1. It is only common courtesy that you should leave the
seat on the
toilet UP when you are done.

2. If you are cooking a special dinner for a man, be sure
to include
something from each of the four major male food groups:
Meat, Fried, Beer, and Red.

3. Don't make him hold your purse in the mall.

4. Despite the overwhelming evidence to the contrary in
many of the
fine bars and fraternities throughout the country, not all
men are cretins
deserving your contempt.

5. Shopping is not fascinating.

6. When he asks for a threesome with you and your best
friend, he is
only joking.

7. Unless the answer is yes.

8. In which case, can he videotape it?

9. If you REALLY want a nice guy, stop dating good-looking
assholes

10. The man is ALWAYS in charge of poking the campfire with
a stick
and/or tending the grill.

11. Trying to provoke a large, dangerous-looking felon from
across the
room is not funny.

12. Money does not equate love. Not even in Nevada.

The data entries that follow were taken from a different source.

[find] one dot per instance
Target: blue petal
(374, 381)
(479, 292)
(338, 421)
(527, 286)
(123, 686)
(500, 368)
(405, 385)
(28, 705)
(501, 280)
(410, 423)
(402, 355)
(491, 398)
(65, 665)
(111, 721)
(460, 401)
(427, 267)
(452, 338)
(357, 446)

13. Any attempt by a man to prepare food, no matter how
feeble
(ie Microwaving a burrito, fixing Spaghetti, etc) should be
met with
roughly the same degree of praise a parent might shower upon
their
infant when it walks for the first time.

14. Those male models with perfect bodies are all gay.
Accept it.

15. He heard you the first time.

16. You know, YOU can ask HIM out too... Let's spread the
rejection
around a little.

17. If you truly want honesty, don't ask questions you
don't really
want the answer to.

18. Of COURSE he wants another beer.

19. The guy doesn't ALWAYS have to sleep on the wet spot.

20. Dogs good. Cats bad.

21. Any sort of injury involving the testicles is not
funny.

22. If he has to sit through "Legends of the Fall", you
have to sit
through "Showgirls".

23. "Fine." is not an acceptible way to end an argument.
"Nothing............"
is not an acceptable way to answer the question "What's
wrong?"

24. Do not question a man's innate navigational abilities
by
suggesting he stop for directions.

25. He was not looking at that other girl.

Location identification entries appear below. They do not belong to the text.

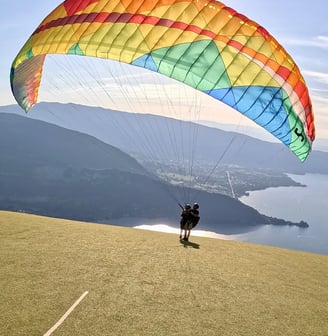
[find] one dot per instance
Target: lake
(308, 203)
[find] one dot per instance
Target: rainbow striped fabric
(201, 43)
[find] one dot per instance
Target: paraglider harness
(189, 220)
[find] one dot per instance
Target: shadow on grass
(187, 244)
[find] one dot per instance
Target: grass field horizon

26. Well, okay... maybe a little.

27. Okay, so what! He was looking at her. Big deal. Like
you never
looked at another guy...

28. He is the funniest, strongest, best-looking, most
successful man
you have ever met.

29. And all your friends think so too. Especially the cute
ones.

30. Your (select appropriate item:)
butt/boobs/hair/makeup/legs look
fine. As a matter of fact, it/they look damn good. Stop
asking.

31. If you want a satisfying sex life, you will NEVER fake
an orgasm.

32. It is not necessary to discuss the heaviness of your
menstrual
flow with him.

33. Remember: that Nair bottle looks an awful lot like
shampoo if left
in the shower.

34. Dirty laundry comes in several categories:Looks
fine/smells fine,
Looks fine/smells bad, Looks dirty/smells fine. Unless you
intend to wash
it, do not try to disrupt piles organized in this manner.

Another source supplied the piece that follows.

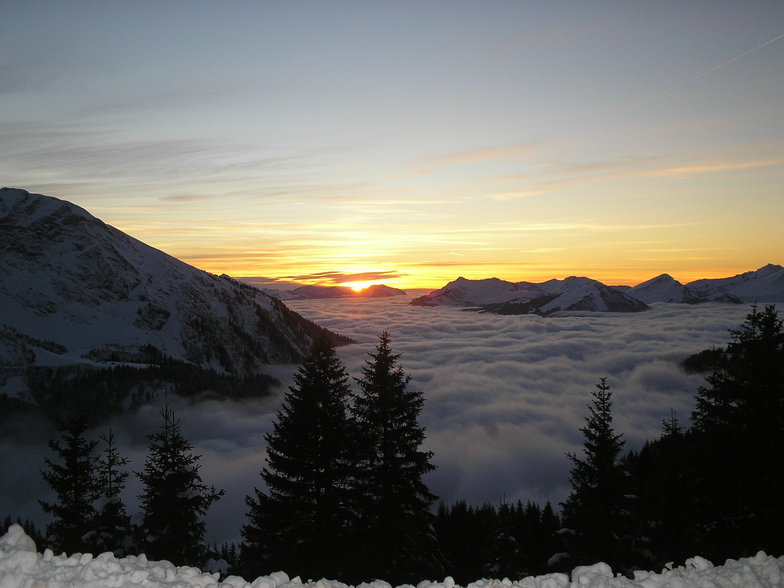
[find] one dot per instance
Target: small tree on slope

35. Yes, Sharon Stone/Pamela Anderson/Cindy Crawford is
prettier than
you. Just like Brad Pitt/Antonio Banderas/Keanu Reeves is
better looking
than him. But since neither one of you is going to be
dating any of these
people, quit asking the question

36. Of course size matters, and boy does he have the
grandaddy of them
all.

37. His (fill in appropriate selections:) bald spot/beer
gut/
impossibly thick glasses/impotency/scabby rash, is cute.

38. Don't hog the covers.

39. Watching football is a major turn-on for you. But
please wait
until the halftime show to act upon that...

40. He does not just want to be friends.

41. A successful date always starts with the woman uttering
the
sentence: "You know, why don't we just skip the expensive
dinner and stay here having freaky circus sex all night?"